No matter how many All-Stars (eight in 2008), no matter how many future Hall of Famers (five in 1969, counting the manager). No matter how late the Game 6 lead.
So as this dominating Cub season closes in on October, it’s certainly reasonable to beware of things that go bump in the ninth or to sweat 97-mph setup man Hector Rondon’s triceps injury.
But unlike some previous Cub playoff seasons, this one comes with at least a few guarantees.
No? Nothing’s guaranteed?
Obviously, any number of things can waylay the best-laid plans of any juggernaut.
But rest assured that this list of potential causes for concern are guaranteed to in no way keep the Cubs from reaching their goals this fall:
Jason Heyward’s presence in the lineup: The free agent jewel of the Cubs’ offseason has been a first-year bust at the plate since signing that $184 million deal. But that hasn’t prevented the Cubs from producing the best record in the majors this year with the second-highest run total in the National League, scoring more than five runs per game. But the significant point is Heyward’s already one of the best defensive outfielders in franchise history, transforming the look of a position area that was a weakness last year and helping the Cubs become the best team in baseball by a large margin in turning balls in play into outs. That’s an especially precious commodity in the postseason.
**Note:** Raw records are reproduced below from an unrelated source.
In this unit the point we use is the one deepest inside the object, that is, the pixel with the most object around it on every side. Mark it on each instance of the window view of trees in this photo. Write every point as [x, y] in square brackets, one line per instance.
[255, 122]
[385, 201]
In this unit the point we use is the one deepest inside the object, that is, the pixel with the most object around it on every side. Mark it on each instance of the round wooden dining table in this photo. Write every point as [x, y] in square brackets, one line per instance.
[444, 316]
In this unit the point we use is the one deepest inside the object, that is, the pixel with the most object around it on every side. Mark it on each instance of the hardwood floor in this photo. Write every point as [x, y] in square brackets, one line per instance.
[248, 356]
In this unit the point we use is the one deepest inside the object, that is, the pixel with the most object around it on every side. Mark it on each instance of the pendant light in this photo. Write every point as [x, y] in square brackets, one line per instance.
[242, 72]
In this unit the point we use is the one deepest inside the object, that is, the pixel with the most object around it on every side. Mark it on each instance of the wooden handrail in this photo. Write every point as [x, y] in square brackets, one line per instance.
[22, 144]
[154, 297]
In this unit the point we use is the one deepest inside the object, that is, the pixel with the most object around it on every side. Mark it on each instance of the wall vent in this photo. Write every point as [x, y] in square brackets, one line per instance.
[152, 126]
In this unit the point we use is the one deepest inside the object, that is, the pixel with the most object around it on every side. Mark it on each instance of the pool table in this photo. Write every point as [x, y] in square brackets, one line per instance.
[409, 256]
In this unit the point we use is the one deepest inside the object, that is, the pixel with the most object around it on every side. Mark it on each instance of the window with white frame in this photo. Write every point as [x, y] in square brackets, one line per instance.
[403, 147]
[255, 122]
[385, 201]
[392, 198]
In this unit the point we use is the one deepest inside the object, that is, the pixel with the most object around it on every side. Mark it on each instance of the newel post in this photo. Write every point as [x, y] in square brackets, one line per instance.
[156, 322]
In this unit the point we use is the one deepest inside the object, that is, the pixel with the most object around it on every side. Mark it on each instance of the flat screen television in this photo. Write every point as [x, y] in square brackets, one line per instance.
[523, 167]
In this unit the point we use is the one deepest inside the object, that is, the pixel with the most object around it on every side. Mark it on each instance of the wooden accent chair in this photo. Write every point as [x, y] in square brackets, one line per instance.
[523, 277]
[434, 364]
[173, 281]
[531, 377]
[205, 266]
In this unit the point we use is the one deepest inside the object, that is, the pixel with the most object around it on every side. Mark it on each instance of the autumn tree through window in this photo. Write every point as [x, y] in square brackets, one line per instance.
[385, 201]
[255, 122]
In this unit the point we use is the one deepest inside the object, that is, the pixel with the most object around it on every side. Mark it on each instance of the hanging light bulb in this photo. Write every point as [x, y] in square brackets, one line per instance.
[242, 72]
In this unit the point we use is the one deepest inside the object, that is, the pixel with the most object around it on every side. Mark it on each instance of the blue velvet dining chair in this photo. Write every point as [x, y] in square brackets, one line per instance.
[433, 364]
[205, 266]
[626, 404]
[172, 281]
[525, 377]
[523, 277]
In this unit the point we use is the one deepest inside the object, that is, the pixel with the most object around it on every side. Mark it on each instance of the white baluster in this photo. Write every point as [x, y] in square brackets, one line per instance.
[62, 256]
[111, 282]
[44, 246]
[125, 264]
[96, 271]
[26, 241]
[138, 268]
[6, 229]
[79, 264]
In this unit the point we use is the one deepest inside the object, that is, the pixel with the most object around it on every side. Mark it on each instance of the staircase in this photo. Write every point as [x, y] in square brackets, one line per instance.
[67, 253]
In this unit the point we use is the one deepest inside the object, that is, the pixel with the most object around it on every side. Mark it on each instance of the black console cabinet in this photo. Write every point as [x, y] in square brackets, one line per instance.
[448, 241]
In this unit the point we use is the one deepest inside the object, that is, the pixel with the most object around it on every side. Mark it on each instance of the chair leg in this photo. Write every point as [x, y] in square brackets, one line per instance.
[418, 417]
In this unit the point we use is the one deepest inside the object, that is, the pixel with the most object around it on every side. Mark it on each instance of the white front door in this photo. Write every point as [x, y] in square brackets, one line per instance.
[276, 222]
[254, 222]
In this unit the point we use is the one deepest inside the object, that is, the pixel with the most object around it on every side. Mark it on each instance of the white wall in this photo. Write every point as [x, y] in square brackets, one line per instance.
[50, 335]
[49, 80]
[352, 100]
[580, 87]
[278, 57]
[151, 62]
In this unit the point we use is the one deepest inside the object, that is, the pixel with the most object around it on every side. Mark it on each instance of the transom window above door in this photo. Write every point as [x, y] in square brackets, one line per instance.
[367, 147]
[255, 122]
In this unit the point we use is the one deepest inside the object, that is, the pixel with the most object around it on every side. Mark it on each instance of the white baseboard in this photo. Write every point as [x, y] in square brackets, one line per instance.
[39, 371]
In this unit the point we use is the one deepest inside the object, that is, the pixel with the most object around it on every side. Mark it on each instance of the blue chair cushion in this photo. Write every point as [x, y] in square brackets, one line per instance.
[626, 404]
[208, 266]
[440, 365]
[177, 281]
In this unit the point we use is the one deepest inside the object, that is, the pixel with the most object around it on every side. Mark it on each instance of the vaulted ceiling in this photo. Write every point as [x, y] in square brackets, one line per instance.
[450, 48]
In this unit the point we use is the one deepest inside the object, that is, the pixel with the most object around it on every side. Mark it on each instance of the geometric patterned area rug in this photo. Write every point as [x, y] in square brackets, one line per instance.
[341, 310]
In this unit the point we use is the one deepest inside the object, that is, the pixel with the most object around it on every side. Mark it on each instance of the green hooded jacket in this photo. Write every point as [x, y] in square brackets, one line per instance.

Tommy La Stella’s absence: With all due respect to the backup infielder’s heady confidence in his abilities and his improved skills as a fielder at second and third, the Cubs can win – and have won – without him. He is a bench player with a good eye, exceptional contact-hitting skills, friendly banter and little else. When he refused for weeks to report to the minors after being optioned during a roster numbers crunch, the sideshow overshadowed his contributions. The Cubs actually have a better winning percentage (.667) without him than with him (.588), and in fact have a losing record in the last 31 he’s played (15-16).
The Mets: The team that swept the Cubs out of the playoffs last year? The team that was in the Cubs’ heads when they went into New York to play them at midseason? That team doesn’t exist anymore. The Mets are an injury-plagued, .500 team with trouble scoring runs, and their vaunted pitching staff is springing leaks – left-hander Steven Matz going on the DL Monday with a shoulder injury. Last year’s Game 1 playoff starter against the Cubs, Matt Harvey, already is out of the season with a nerve-related injury.
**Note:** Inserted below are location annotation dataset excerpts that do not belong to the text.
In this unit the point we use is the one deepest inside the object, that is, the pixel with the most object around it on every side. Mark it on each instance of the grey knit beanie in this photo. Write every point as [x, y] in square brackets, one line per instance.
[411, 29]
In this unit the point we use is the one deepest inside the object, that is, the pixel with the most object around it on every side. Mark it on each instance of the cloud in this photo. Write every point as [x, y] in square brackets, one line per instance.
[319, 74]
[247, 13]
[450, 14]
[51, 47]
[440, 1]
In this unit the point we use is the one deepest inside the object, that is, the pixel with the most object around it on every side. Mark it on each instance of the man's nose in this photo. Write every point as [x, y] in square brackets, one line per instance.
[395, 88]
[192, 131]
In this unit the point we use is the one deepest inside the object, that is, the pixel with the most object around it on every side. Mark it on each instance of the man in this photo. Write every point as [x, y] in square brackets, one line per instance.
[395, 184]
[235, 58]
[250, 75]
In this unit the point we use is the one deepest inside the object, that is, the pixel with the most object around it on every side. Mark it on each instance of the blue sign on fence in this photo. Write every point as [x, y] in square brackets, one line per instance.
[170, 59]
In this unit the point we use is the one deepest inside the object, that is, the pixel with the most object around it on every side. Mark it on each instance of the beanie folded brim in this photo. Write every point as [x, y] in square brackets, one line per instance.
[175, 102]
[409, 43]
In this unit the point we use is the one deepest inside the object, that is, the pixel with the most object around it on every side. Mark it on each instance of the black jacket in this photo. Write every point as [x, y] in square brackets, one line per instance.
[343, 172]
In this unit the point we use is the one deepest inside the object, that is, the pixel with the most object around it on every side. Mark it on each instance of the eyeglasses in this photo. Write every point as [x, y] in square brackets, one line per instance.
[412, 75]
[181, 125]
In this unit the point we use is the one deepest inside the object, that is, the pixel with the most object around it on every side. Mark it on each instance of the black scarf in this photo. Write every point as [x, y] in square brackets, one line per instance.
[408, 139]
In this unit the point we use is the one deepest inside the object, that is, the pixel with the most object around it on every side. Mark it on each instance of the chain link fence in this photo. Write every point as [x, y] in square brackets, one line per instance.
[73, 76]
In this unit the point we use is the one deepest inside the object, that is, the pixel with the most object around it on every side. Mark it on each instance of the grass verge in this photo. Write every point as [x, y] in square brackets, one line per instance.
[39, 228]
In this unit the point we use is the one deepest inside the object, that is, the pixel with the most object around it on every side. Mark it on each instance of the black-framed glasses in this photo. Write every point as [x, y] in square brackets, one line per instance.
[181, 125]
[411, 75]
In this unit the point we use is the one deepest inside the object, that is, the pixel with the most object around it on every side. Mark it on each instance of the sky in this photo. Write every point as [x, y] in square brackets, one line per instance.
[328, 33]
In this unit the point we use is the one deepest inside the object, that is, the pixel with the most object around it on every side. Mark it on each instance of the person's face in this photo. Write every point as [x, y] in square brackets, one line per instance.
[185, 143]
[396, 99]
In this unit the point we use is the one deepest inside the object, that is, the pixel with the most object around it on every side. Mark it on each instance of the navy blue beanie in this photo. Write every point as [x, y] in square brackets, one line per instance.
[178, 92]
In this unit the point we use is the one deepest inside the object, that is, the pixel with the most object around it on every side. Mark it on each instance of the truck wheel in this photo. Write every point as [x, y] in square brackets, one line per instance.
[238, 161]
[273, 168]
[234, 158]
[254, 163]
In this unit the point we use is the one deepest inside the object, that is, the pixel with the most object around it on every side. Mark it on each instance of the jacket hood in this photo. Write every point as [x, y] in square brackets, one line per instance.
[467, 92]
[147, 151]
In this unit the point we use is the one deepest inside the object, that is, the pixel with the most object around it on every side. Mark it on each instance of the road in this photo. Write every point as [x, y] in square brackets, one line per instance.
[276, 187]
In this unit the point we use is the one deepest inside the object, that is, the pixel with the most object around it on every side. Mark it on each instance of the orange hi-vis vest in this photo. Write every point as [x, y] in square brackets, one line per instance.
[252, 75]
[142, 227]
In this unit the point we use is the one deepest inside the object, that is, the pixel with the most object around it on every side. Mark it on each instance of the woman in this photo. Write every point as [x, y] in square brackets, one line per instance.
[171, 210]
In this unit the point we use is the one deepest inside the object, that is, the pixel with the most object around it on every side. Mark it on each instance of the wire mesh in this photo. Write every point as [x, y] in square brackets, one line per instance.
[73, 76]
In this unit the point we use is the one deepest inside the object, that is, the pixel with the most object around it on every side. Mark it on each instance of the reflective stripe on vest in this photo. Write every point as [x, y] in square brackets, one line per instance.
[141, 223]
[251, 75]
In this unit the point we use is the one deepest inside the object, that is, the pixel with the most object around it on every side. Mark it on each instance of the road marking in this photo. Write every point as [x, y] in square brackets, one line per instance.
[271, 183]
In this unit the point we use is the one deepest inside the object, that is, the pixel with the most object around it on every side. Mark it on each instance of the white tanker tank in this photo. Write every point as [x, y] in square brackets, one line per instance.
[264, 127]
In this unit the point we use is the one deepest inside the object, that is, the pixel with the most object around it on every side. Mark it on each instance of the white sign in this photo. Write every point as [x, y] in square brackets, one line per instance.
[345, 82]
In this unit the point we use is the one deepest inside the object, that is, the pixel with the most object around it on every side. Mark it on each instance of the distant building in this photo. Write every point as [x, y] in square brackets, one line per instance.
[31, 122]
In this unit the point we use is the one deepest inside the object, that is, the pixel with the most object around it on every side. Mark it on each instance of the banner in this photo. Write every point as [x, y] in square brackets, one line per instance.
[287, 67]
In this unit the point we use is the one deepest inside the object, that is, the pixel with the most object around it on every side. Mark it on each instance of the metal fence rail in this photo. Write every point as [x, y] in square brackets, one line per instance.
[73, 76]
John Lackey’s shoulder: The big-game veteran who was signed last winter in large part because of his World Series pedigree and age-defying production last season plans to be at full strength when the playoffs start. But he would not suggest even a vague timeline – much less optimism – when he went on the DL Friday. Could they use him in the playoffs? Of course. Will they be in dire straits without him? No. That has more to do with the breakout of Kyle Hendricks as an elite performer this season (MLB-leading 2.16 ERA) and the ability of Jason Hammel to sustain his first-half success into the second half for the first time in three seasons. They’re big reasons the Cubs have by far the top-performing rotation in the majors this year – and figure to stack up three or four deep with a playoff opponent even with Lackey sidelined.
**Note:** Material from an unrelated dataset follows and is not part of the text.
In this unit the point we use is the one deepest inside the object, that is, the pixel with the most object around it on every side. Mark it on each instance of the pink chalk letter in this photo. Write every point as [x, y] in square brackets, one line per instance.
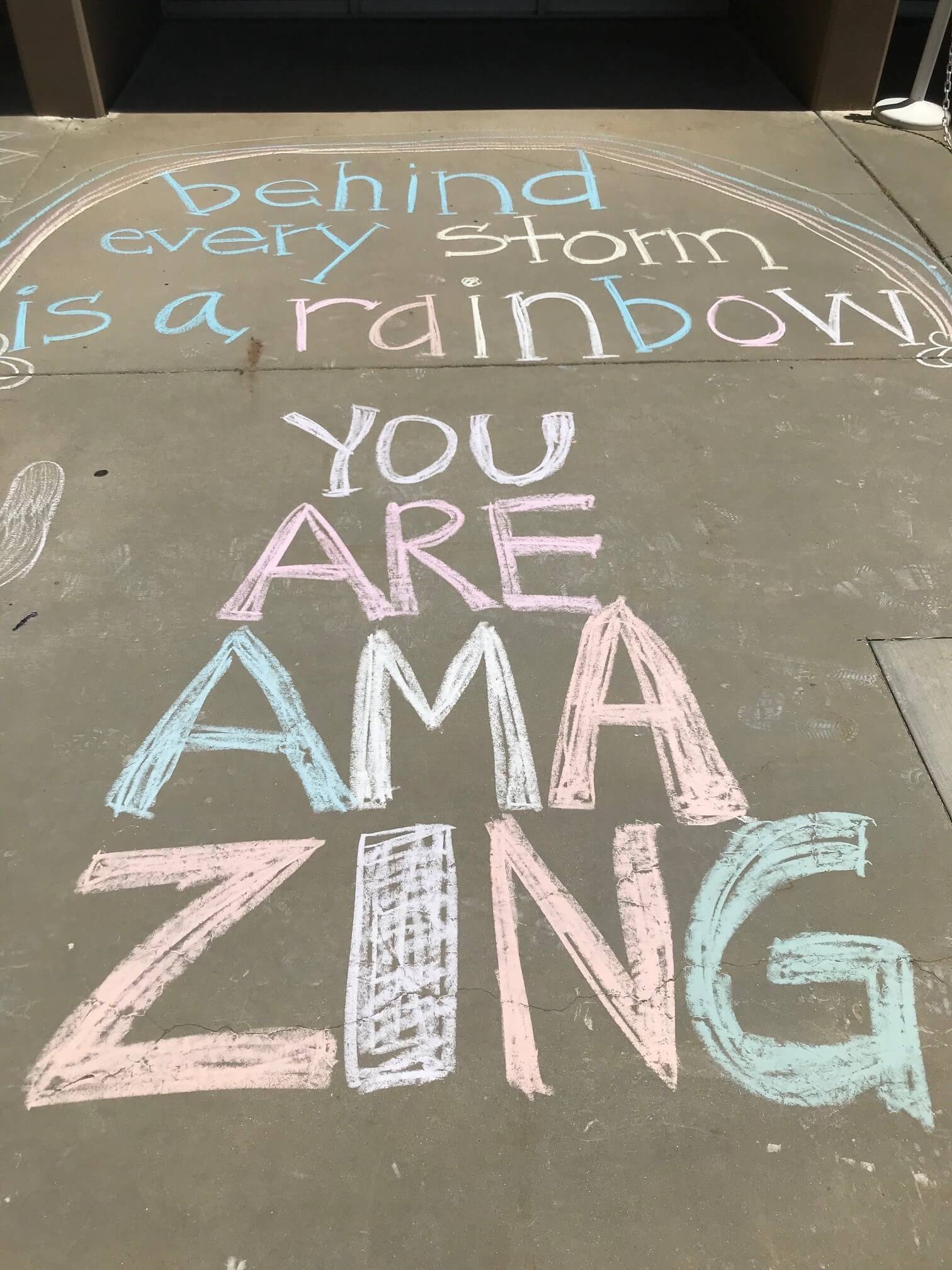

Fatigue: It derailed the 1969 team in September as manager Leo Durocher rode his regulars into the ground trying unsuccessfully to stave off the Mets. This time around, Cubs manager Joe Maddon has spelled his regulars since early in the season, to the point of irritating some of them, including using spot starters to provide extra rest for the rotation. The huge division lead allows him to continue to rest guys liberally through the rest of August, and then rosters expand for the final month. If last year’s rookies – Kris Bryant, Addison Russell, et al – weren’t fatigued last year when they played more than five months in a season for the first time, the young legs shouldn’t wobble in October this time around.
Trust us. Save the hand-wringing when it comes to any or all of these five. Nothing can go wrong because of these issues.
Now, if you’re going to start talking about all those other things that go bump in the ninth – not to mention the Giants and Nationals – no guarantees.